OK to do hard reboot during chkdsk on vista? Raid 0 write error.

Well I guess the obvious answer is no, but I’ve done it anyway, and So I guess my GQ (1) is - are computers these days designed to cope with sudden power loss in a hard reboot? (the kind where you hold the power button in until it turns off)

I got an error something like ‘raid 0 write error, it should be ok to backup your data’. Everything seemed fine. I rebooted the computer anyway, it showed ‘disk error’ on the pre POST raid screen. But computer logged into windows fine. I went into the intel raid disk manager thing and clicked ‘mark drive normal’. Did another reboot and the pre-post screen showed both disks fine.

SHould I be worried? - is the drive on it’s way out? Or am I just experiencing an inevitable one-in-a million disk write error and the raid controller is designed to flag this and ask you to backup data.

Anyway, going back to the original GQ. The reason I rebooted on running chkdsk was that I’d set my partitions (two partitions spanning one raid-0 drive (two physical drives)) to run chkdsk at reboot. I had no idea how long it would take!! 3 hours in and the first partition(250gb) had just finished. the other partition (750gb) was clearly going to take many more hours. I tried using the keyboard to stop it but it ignored me so I held the power button in.

Only, on reboot it began the chkdsk again.

I eventually got it to stop doing this by doing ‘last known good configuration’ on the f8 screen and all is tentatively well at the moment.

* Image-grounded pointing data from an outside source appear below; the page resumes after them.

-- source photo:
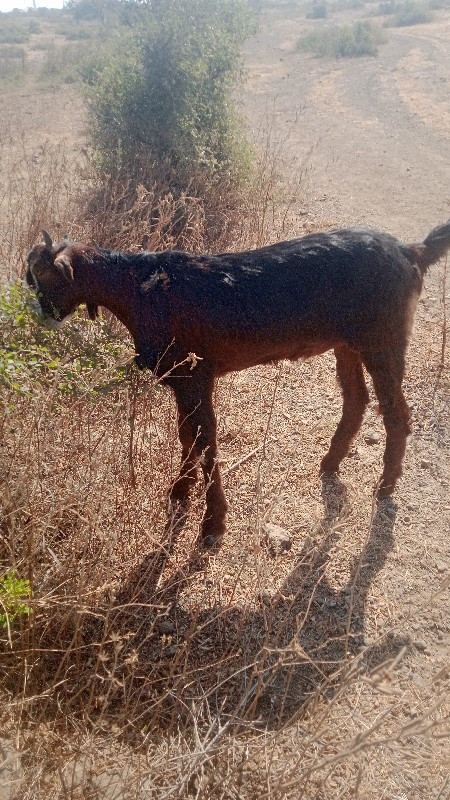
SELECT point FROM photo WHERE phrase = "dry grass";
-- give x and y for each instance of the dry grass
(149, 671)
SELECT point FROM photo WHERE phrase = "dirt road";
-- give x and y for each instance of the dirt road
(377, 129)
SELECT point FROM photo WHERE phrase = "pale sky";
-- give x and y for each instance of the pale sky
(8, 5)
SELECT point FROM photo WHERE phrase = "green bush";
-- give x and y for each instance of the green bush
(32, 357)
(14, 592)
(163, 91)
(12, 62)
(318, 10)
(361, 39)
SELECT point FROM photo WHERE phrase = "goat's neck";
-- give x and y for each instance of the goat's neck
(103, 286)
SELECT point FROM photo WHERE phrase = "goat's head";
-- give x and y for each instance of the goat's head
(50, 275)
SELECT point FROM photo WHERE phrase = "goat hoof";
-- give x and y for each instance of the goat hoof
(384, 489)
(328, 468)
(211, 542)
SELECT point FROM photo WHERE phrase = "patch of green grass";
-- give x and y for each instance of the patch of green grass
(360, 39)
(33, 357)
(14, 593)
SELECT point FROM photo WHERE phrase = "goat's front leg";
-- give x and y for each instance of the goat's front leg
(198, 434)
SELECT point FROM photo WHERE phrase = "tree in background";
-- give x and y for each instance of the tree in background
(161, 93)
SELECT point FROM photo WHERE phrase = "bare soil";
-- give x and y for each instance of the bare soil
(372, 137)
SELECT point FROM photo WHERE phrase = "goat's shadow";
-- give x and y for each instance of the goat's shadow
(266, 662)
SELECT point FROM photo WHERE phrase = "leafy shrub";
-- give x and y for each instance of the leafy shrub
(12, 62)
(32, 357)
(163, 91)
(14, 592)
(361, 39)
(411, 12)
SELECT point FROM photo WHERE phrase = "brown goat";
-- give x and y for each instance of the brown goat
(351, 290)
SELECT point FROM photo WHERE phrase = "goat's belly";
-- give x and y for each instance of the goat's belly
(246, 356)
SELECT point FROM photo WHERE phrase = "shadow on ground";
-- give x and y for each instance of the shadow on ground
(252, 666)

RAID 0 is not a good idea unless you have good backups. And yes, you should be worried: if either disk goes, you’re hosed.

I don’t need to back anything up. It would just be an inconvenience.

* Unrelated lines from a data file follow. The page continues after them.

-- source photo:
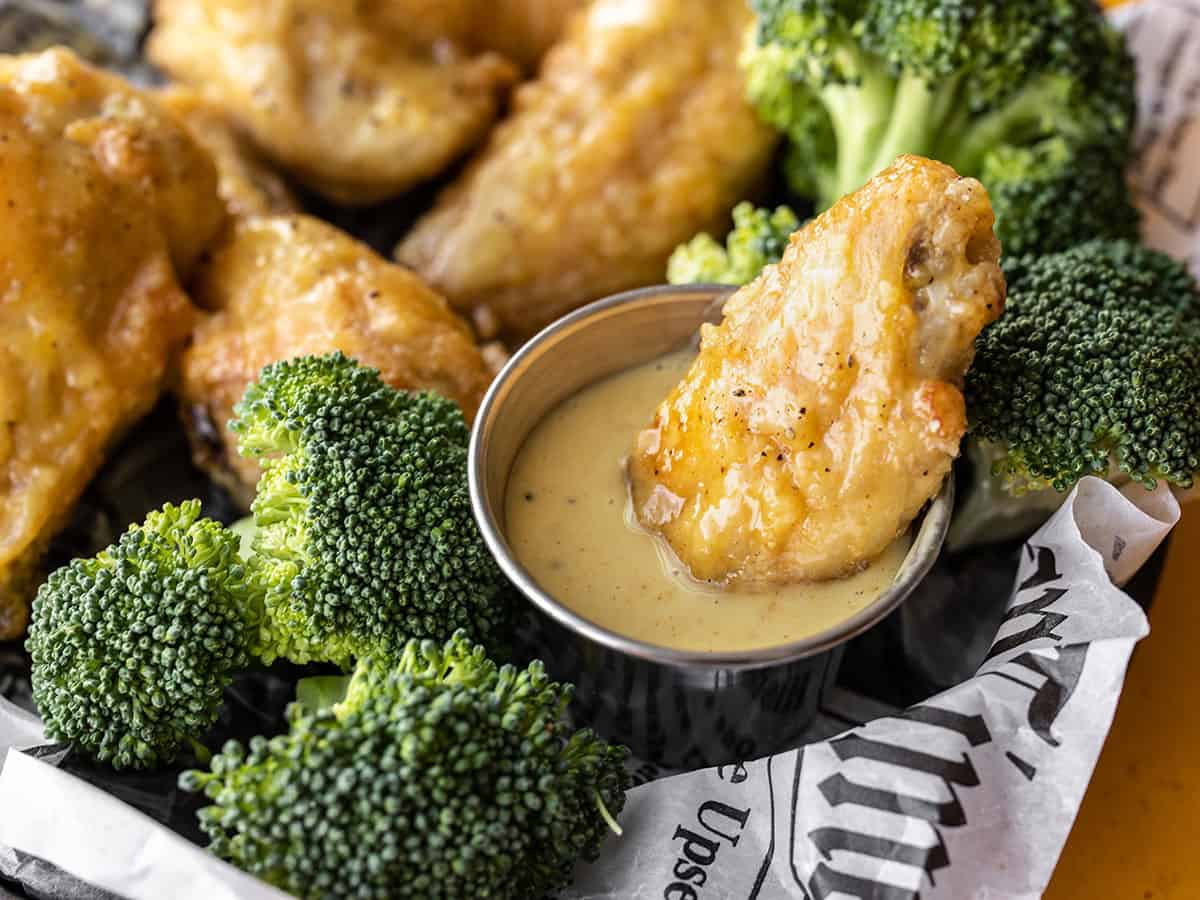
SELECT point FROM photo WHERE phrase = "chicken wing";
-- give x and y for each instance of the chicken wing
(101, 191)
(244, 181)
(287, 286)
(354, 108)
(635, 136)
(825, 409)
(520, 30)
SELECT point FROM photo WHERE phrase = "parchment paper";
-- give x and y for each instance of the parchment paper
(970, 793)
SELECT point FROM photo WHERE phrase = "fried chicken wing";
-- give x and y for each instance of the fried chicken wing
(288, 286)
(354, 108)
(635, 136)
(244, 181)
(101, 191)
(825, 409)
(522, 30)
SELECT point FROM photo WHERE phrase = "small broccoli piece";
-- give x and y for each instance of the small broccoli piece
(132, 649)
(759, 238)
(1093, 369)
(441, 775)
(1035, 100)
(365, 535)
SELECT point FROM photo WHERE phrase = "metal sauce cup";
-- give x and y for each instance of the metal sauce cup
(678, 708)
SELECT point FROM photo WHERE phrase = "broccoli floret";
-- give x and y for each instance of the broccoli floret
(1049, 197)
(757, 239)
(1093, 369)
(132, 649)
(1003, 91)
(365, 535)
(441, 775)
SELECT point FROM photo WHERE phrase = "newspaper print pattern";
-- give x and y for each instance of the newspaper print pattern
(969, 795)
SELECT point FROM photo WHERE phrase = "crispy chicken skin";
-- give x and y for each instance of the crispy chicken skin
(351, 106)
(287, 286)
(244, 181)
(523, 30)
(101, 191)
(825, 409)
(634, 137)
(520, 30)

And of course I would be annoyed if one of the drives goes.

What I’m asking is - should I be worried that one of the drives might go?

In other words what are the chances of one of the drives going?

There is a 100% chance that one of the drives will go it just depends over what length of time you are looking at.

Is that sarcasm, or are you saying that now that there’s been an error, the chances of one of the drives going has shot up?

Could it be a controller problem?

No sarcasm intended. Raid 0 is just plain writing across all disks, there is no redundancy if one drive fails you lose everything in the raid (thus the suggestion by others to backup)

Every drive on the market will fail at some point in time and if your system has indicated a writing error then there IS a problem. The question becomes was it a localized problem to that one sector or is your drive or drive controller failing.

That we can’t answer.

Would chkdsk answer that? (If I let it run)

You’ve got to differentiate here between logical errors - which at worse can be fixed by a reformat - and physical errors, which are unfixable. If you’ve got a logical error, Chkdsk may well fix it; if you’ve a physical error, Chkdsk will mark the sectors as damaged and minimise the damage. The problem here is that you’re likely using IDE drives (maybe with a SATA interface but they’re still IDE). IDE drives should remap bad sectors automatically. If this is not happening, then you’ve filled the emergency area (there’s a specific term, but I forget the name) and ths is a harbinger of Bad News.

Check the Event Log - it should tell you which drive has problems.

chkdsk will try to move readable data from a bad area to good but the question still remains why the area is bad.

I know spinrite has been used to “refresh” drives resolving some logical errors. I’ve used it myself to recover some drives. Also if your drives support S.M.A.R.T enable them and you will get more data.

These are the errors for the day it happened…

“The shadow copies of volume C: were aborted during detection.”

“The device, \Device\Ide\iaStor0, did not respond within the timeout period.”

I googled the second, and got this link - http://www.intel.com/support/chipsets/imsm/sb/cs-025783.htm - which suggests it’s an issue with the intel storage manager and windows.
Just posting this for information.

Here is a good way to judge the kind of error you are seeing: It can indicate the drive is failing. If its not critical data or a production server, let it ride if you have backups. If its just something mission cirital I’d replace the drive at the first sign of trouble.